16 Mayıs 2014 Cuma

başkalarının acısına bakmak...


...sen istediğin kadar "ört" ve "bas" üzerine! güneşi balçıkla sıva, meyve veren ağacı taşla, al mazlumun ahını!...çıkacak aheste aheste her şey ortaya  ama susturulanlar, sindirilenler, satın alınan ve kiralananlar, vicdansızlar, beyni yıkanıp el etek öpenler, körü körüne tapanları ne yapmalı...tıkalı beyin damarlarını, hipnotize edilmiş o boş bakışlı gözleri nasıl açmalı... nasıl?

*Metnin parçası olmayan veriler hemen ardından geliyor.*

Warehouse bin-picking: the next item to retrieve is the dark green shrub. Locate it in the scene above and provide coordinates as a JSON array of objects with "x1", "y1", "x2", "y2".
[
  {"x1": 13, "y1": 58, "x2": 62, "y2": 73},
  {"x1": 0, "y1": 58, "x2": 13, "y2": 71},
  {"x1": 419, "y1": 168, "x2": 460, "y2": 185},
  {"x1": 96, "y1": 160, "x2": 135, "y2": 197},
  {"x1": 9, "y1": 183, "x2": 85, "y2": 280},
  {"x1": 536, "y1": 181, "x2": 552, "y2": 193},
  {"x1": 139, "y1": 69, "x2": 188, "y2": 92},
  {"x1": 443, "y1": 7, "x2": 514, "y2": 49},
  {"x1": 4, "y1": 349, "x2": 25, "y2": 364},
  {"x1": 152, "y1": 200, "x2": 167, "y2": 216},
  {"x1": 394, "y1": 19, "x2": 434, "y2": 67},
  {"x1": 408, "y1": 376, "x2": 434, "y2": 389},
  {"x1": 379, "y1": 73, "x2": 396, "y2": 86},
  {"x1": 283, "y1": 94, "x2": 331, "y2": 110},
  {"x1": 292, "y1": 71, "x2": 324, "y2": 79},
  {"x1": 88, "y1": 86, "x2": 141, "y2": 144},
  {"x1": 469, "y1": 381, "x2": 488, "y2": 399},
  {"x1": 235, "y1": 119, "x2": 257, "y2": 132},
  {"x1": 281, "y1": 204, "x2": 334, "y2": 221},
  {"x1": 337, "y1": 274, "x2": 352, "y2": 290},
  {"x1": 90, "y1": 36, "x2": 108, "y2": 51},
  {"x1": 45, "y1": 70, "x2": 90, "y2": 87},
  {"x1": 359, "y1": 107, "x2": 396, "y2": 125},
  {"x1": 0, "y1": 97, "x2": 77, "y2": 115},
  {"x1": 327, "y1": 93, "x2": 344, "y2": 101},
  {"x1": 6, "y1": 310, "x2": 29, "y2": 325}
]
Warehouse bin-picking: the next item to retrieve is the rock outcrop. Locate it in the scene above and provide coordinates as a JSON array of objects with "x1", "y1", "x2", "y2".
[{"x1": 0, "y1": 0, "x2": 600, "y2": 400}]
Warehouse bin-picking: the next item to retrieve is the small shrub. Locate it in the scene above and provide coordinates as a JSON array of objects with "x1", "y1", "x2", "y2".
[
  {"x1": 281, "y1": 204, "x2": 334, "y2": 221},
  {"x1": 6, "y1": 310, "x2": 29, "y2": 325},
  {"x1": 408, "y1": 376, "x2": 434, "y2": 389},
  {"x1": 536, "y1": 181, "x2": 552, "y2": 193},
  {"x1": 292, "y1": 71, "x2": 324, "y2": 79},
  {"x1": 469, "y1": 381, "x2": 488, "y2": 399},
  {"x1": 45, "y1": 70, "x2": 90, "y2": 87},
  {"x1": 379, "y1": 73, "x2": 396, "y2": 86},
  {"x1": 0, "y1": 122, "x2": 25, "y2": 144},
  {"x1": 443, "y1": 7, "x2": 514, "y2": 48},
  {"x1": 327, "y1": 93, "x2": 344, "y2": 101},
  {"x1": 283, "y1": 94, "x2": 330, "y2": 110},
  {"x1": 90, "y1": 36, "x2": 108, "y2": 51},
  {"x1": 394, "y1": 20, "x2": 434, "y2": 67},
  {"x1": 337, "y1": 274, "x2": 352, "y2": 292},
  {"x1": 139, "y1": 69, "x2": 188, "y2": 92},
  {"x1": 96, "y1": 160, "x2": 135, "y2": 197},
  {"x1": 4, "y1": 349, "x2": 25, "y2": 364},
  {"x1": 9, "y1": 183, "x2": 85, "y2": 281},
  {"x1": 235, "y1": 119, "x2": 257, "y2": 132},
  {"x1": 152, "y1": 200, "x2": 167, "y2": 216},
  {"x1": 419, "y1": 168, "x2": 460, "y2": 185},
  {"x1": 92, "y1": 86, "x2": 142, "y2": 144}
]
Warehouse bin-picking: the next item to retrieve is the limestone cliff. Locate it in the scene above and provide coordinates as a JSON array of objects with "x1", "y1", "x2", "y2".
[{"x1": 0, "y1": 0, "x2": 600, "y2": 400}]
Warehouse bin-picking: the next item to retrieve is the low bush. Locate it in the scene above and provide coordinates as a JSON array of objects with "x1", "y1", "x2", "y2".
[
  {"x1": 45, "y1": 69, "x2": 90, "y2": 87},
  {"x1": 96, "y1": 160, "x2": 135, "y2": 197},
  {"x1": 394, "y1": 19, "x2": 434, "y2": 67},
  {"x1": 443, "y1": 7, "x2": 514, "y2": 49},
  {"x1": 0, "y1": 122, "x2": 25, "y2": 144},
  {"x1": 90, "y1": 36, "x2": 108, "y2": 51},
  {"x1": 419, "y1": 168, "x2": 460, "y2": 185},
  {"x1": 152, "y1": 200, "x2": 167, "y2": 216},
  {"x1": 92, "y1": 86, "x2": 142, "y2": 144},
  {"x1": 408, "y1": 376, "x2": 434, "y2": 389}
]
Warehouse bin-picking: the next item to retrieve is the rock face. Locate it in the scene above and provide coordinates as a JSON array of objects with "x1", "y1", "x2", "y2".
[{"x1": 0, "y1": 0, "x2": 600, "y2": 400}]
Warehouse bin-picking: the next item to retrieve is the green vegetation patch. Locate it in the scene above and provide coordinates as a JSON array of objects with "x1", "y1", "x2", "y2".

tüm duyguların yokluğunda sadece nefret körükleyen bir yürek başkalarının acısına nasıl bakar, onların acı dolu yüreklerine nasıl dokunabilir ki?! Aslında "dokunuyor", evet Türkçenin azizliği ile; değmek, el sürmek, temas etmek ve hissetmek anlamında değil de tedirgin etmek, rahatsızlık vermek, sağlığını bozmak  anlamında... ama her iki kullanımda da insanın içine, yüreğine işlemek mümkün!
Artık son dönemece gelindiğini HEPİMİZ HİSSEDİYORUZ! Pişkinliklerin mantıksız ve ruhsuz cümlelerle pekiştirdiği ifadesiz, donuk yüzünde zaman zaman parlayan o sinsi gülümseme bir daha görülmeyecek... kimse incinmeyecek artık patavatsız, hayasız sözlerinden... onun ne cenneti ne de yatacak yeri var!

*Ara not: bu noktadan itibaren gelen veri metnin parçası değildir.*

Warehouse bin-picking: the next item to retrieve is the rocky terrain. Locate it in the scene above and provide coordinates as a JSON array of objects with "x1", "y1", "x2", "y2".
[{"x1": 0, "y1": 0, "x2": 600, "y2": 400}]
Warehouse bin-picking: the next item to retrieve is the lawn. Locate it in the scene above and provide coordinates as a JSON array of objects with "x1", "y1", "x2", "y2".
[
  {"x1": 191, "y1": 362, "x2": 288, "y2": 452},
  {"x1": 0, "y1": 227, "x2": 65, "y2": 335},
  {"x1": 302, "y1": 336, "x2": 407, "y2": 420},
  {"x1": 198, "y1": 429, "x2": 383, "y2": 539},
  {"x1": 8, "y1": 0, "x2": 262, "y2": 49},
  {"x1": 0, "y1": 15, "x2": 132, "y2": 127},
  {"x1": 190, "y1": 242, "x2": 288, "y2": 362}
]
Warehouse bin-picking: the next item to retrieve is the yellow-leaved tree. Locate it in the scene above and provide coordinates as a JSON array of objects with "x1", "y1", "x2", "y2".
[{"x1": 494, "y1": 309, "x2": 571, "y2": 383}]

Dün minibüste, şöförle konuştuk... herkesin  Tayyip'ten yakındığını söyledi ama yine de gidip oy verdiklerini... Bu ne yaman çelişki! Giresun'da köyündeki bir olayı anlattı şöför biraz sonra: "Her tarafa HES yapıyorlar, halk çok uğraştı inşaatları engellemek için ama başaramadı...bizim akraba bu HES işine girmiş... başta çok zorlanmış bu karşı koymalarla ama sonra gidip köyden on kişiyi işe alıp sigortalı yapmış... ardından hiç işe gelmeyen bu adamlara 2'şer bin lira aylık bağlamış... böylece köyü susturmuş"... 100 kişinin düşüncesini değiştirmek yerine o köyden 10 kişinin; yani içlerinden bazılarının görüşlerini parayla değiştirmek çok daha kolay sonuca götürüyor işte! Konuşma devam ederken bizim eleştirilerimize kulak misafiri olan "yandaş" : " "Erdoğan  ölene kadar başbakan, siz ne derseniz ne düşünürseniz! Vatandaşı zengin etti... herkesin altında araba, ben yanımda çalıştırdıklarıma 3 bin lira veriyorum... çalışanlarımı 60 'dan 100 'e çıkaracağım... kimse 3 bin liranın altında maaş almıyor" dedikten sonra ister istemez acı acı gülümsedik...sonra öğrendik ki beyefendinin kendisi "taşeron"muş... AKP'nin tüm klima tesisatı işlerini parmağını oynatmadan alan bu insan zengin olmaz da ne olur? Tayyip dönemiyle ihya olan taşeronlar, birden bire mantar gibi biten zenginleşen yandaşlar... Şöför:-" bir kartın varsa ver yarın yanındayım... biz iki ayda o parayı göremiyoruz"dedi... hala gülümsüyorduk ama; sinirlerimiz bozulmuş olduğundan... adam biraz sonra bizim konuşmamızın ortasına yeniden daldı... eeee! tabi patron inşaata baret alır, güvenli iskele kurdurur da, siz baret takmaz kafanıza bir şey düşerse ya da  siz düşerseniz o sizin kabahatiniz... madendekiler maske takmamışlar...hem de içeri
de sigara içersen olacağı o".... Elimi yumruk yaptım... içim buruk acı, ineceğim  duraktan bir durak önce indim... inerken göz göze geldik; bana nefretle baktı... tıpkı başbakanın baktığı gibi...
işte bu yüzden hesap sormalısınız... sormalıyız bile bile ölüme gönderilenlerin anısına... örtbas edilen, üzeri kapatılan diğer eski hesaplar gibi olmadan, HESAP SORMALIYIZ!